Diese Basis stellt möglicherweise eine Gruppe linker TheologInnen dar, die zurzeit sehr aktiv ist. Zum einen ist dies der Zusammenschluss Kirche Nord Süd Unten Links, der letzten Herbst die sogenannte Migrationscharta verfasste. In diesem Papier fordert die ökumenische Gruppe drei Grundrechte einer neuen Migrationspolitik, die sie mit theologischen Grundsätzen unterfüttert: das Recht auf Niederlassung, das Recht auf Asyl sowie das Recht auf Sicherung der Existenz.

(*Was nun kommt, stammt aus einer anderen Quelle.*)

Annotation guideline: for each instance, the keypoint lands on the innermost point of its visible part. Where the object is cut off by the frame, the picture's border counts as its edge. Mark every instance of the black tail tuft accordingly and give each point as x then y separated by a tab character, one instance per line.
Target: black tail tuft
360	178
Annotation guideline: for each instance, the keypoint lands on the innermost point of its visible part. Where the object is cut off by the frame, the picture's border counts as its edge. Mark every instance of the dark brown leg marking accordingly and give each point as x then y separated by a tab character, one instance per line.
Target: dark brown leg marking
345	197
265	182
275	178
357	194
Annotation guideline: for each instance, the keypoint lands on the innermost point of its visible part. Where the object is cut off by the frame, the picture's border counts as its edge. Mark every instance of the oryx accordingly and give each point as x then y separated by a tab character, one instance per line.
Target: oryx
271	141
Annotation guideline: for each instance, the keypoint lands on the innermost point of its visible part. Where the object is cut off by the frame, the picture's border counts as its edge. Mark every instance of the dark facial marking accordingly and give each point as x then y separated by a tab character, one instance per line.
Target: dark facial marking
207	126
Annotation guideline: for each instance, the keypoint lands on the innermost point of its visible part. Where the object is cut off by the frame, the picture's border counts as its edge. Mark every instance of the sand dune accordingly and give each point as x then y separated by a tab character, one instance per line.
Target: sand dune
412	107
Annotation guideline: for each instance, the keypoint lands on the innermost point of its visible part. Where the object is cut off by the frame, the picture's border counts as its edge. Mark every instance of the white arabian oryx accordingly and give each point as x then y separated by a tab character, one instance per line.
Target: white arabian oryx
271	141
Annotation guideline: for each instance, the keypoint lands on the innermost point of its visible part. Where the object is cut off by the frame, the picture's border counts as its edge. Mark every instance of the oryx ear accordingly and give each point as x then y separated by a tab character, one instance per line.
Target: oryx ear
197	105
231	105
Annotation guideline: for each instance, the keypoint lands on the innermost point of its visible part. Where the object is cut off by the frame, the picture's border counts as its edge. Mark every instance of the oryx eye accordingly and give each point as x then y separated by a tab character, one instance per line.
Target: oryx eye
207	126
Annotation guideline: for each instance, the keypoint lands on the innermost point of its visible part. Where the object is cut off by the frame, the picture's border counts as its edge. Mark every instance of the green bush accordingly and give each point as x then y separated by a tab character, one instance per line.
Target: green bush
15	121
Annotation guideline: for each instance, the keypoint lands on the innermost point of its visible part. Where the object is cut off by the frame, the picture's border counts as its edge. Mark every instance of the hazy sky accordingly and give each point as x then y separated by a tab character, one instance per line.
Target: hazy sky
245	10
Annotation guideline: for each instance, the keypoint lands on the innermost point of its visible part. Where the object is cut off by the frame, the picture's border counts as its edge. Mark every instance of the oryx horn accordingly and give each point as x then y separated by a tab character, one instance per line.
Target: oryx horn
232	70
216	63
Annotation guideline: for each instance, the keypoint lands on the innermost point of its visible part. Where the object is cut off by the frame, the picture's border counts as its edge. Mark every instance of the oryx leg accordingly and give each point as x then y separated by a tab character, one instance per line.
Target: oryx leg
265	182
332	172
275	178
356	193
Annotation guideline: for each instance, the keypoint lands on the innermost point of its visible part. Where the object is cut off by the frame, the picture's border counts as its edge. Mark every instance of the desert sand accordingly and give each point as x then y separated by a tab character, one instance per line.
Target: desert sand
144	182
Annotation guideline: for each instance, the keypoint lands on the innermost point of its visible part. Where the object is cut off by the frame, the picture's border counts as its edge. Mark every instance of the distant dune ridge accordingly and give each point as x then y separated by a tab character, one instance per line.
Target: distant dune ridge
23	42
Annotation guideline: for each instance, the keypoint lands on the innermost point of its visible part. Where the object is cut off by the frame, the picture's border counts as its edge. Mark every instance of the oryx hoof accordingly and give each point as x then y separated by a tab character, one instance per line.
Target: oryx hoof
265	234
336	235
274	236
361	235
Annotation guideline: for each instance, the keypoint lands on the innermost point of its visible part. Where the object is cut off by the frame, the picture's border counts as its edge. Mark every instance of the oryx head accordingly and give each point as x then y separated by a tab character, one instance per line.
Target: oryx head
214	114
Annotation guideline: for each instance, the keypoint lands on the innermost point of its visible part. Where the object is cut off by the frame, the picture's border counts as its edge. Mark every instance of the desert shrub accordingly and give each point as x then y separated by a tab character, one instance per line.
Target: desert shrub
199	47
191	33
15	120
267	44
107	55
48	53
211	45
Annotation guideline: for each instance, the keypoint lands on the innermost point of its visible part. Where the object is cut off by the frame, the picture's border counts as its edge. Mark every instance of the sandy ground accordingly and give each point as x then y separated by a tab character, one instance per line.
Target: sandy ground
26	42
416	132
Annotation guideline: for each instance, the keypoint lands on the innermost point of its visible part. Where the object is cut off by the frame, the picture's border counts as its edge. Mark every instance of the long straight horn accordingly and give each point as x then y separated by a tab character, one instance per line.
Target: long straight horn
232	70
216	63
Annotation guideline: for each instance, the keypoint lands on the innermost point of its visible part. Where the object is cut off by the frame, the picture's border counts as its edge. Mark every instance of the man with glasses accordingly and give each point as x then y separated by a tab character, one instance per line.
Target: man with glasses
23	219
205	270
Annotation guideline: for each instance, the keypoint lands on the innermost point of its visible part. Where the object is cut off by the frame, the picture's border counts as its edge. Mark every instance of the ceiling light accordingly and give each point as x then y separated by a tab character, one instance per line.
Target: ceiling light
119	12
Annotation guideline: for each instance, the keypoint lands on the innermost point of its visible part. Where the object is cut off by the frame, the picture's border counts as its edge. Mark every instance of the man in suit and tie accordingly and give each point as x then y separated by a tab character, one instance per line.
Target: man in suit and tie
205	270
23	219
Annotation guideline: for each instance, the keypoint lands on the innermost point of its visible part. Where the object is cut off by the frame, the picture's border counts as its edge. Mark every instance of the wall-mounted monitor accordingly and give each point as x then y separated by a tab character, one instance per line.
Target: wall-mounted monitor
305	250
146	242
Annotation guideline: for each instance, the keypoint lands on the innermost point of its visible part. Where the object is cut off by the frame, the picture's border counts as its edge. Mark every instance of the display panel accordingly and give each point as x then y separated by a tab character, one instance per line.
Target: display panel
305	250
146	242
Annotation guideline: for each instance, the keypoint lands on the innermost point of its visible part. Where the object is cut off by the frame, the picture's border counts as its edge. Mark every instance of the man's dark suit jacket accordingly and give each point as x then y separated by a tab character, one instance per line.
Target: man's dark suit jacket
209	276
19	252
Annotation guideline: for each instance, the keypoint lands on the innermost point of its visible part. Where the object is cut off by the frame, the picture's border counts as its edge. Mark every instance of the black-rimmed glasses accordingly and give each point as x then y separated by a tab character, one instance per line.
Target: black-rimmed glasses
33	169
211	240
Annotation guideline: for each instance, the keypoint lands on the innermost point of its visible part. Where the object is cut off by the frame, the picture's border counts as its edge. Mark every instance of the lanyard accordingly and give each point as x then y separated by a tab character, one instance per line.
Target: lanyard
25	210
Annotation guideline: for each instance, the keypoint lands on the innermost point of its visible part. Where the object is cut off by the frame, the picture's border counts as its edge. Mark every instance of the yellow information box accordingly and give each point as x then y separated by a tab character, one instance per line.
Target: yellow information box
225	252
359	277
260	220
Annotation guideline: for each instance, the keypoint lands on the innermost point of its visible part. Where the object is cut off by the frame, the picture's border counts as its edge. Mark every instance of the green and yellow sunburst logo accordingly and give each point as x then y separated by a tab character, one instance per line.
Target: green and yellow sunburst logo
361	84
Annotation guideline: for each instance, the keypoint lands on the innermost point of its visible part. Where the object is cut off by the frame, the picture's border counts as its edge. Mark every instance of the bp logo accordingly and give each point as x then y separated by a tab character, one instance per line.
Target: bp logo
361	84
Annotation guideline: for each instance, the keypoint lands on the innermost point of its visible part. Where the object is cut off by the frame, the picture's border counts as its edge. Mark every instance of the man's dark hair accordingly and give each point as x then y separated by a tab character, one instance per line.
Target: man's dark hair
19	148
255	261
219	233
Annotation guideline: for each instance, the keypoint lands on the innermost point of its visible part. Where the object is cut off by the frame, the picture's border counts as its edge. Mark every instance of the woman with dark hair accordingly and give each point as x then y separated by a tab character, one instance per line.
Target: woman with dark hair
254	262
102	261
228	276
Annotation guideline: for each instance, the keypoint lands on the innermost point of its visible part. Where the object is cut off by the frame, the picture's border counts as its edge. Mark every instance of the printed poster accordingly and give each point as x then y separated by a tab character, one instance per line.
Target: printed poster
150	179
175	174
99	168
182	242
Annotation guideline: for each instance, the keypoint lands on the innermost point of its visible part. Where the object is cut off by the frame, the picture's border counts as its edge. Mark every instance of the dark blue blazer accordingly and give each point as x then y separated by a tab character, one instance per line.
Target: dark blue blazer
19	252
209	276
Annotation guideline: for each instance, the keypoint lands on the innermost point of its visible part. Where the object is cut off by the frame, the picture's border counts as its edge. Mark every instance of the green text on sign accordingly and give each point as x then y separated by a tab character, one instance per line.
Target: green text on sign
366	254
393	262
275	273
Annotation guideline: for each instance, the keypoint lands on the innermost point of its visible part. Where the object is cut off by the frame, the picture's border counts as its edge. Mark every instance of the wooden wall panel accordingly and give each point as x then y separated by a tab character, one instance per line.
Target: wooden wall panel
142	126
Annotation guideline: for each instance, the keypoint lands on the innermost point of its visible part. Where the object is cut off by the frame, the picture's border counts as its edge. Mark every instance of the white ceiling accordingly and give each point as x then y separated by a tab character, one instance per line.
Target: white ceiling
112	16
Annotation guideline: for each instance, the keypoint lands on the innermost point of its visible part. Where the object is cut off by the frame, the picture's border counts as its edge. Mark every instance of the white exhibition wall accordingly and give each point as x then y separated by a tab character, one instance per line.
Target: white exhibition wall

Letzten Monat erschien ausserdem das Manifest «Kirchen als Asylorte», initiiert von Pierre Bühler, emeritierter Theologieprofessor an der Universität Zürich. Das Dokument ist ein Aufruf an die Kirchen, Schutzsuchende in Notsituationen zu unterstützen und wenn nötig in kirchlichen Räumlichkeiten unterzubringen. Zu hoffen bleibt, dass der Ruf von den Kirchen gehört wird.